In April 2022, Hulu released a limited true-crime docuseries Captive Audience: A Real American Horror Story following the life of Stayner and his family and how the kidnapping affected their lives. Particular attention was paid to how the events affected the life of Cary Stayner. The docuseries focused heavily on the miniseries and featured appearances by both Corin Nemec and Todd Eric Andrews.

==Aftermath==
Ten years after Stayner's death, the city of Merced asked its residents to propose names for city parks honoring Merced's notable citizens. Stayner's parents proposed that one be named "Stayner Park". This idea was eventually rejected and the honor was instead given to another Merced resident because Stayner's brother Cary confessed to, and was convicted of, killing four women in 1999; Merced city officials feared that the name "Stayner Park" would be associated with Cary rather than Steven.

In 2004, Parnell, then 72 years old, was convicted of trying the previous year to persuade his caretaker's sister to procure for him a young boy for five hundred US dollars. Aware of Parnell's past, she reported this to local police. White, then a grown man, was subpoenaed to testify in Parnell's criminal trial. Although Stayner was dead, his testimony at Parnell's earlier trial was read to jurors as evidence in Parnell's 2004 trial. Parnell died of natural causes on January 21, 2008, at the California Medical Facility in Vacaville, while serving a sentence of 25 years to life.

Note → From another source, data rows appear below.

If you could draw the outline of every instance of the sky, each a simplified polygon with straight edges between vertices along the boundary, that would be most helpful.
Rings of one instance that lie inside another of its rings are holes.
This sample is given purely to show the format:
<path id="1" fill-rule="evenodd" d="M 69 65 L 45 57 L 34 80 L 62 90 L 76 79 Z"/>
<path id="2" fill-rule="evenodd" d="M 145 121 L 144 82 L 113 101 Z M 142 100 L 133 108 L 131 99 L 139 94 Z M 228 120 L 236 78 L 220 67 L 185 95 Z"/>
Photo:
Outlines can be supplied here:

White later became a deputy in the Los Angeles County Sheriff's Department. He died on April 1, 2010, at age 35 from pulmonary embolism. Nearly five months later, on August 28, a statue of Stayner and White was dedicated in Applegate Park in Merced. Residents of Ukiah, White's hometown, carved a statue showing a teenage Stayner with young White in hand while escaping their captivity. Fundraisers for the statue have stated that it is meant to honor Stayner and give families of missing and kidnapped children hope that they are still alive.